En un battement de cils

29 avril 2022.
 

JOUR 1
Avec un mélange d’appréhension et de curiosité, Lise marcha vers cette troublante épave.
Elle était à peine à cent mètres mais la distance qui la séparait de l’antiquité lui semblait énorme. Des centaines d’obstacles dont d’énormes champignons violets aux nuances bleu-gris qui lui arrivaient aux jambes, grouillaient de partout. Elle paraissait si minuscule par rapport aux arbres imposants qui surplombaient la forêt ! Elle était submergée par un flot d’émotions plus contradictoires les unes que les autres. La peur et la joie se mêlaient à l’émerveillement et à la réticence ou même à la curiosité et à la crainte.
En tant que journaliste, son besoin de découverte était piqué au vif.
Malgré son subconscient qui lui criait de ne pas y aller, quelque chose la poussait à entrer dans cette étrange construction ; une petite voix la suppliait de s’approcher, ce qu’elle fit donc.
Elle marcha et se retrouva très rapidement au pied d’un énorme amas de bois, dont on ne distinguait que vaguement la forme de près, et qui tombait en ruine. Presque inconsciemment, elle se dirigea à l’intérieur.
Une fois dedans, ses yeux pétillèrent d’émerveillement, malgré l’infâme odeur de renfermé qui s’y trouvait. Il y avait de tout : des bijoux, des vêtements, de vielles horloges, des lits, des armoires et bien d’autres choses entassées pêle-mêle.

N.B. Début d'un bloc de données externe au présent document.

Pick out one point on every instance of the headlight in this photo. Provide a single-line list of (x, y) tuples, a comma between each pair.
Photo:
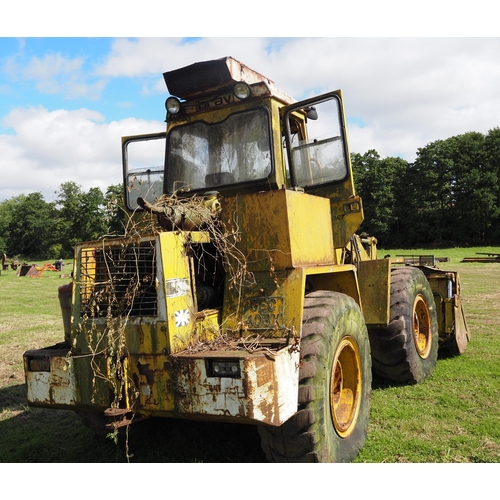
[(242, 90), (173, 105)]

Lise avançait, sans s’en rendre compte, sa soif d’aventure n’étant pas rassasiée.

Elle commença par aller à sa droite, longea les parois de l’épave, enfila quelques bijoux en or, continua, haletante, tellement son excitation était intense. Le souffle court, elle s’assit afin de reprendre sa respiration. A ce moment-là, elle entendit un bruit, à peine perceptible, un murmure dans la pénombre.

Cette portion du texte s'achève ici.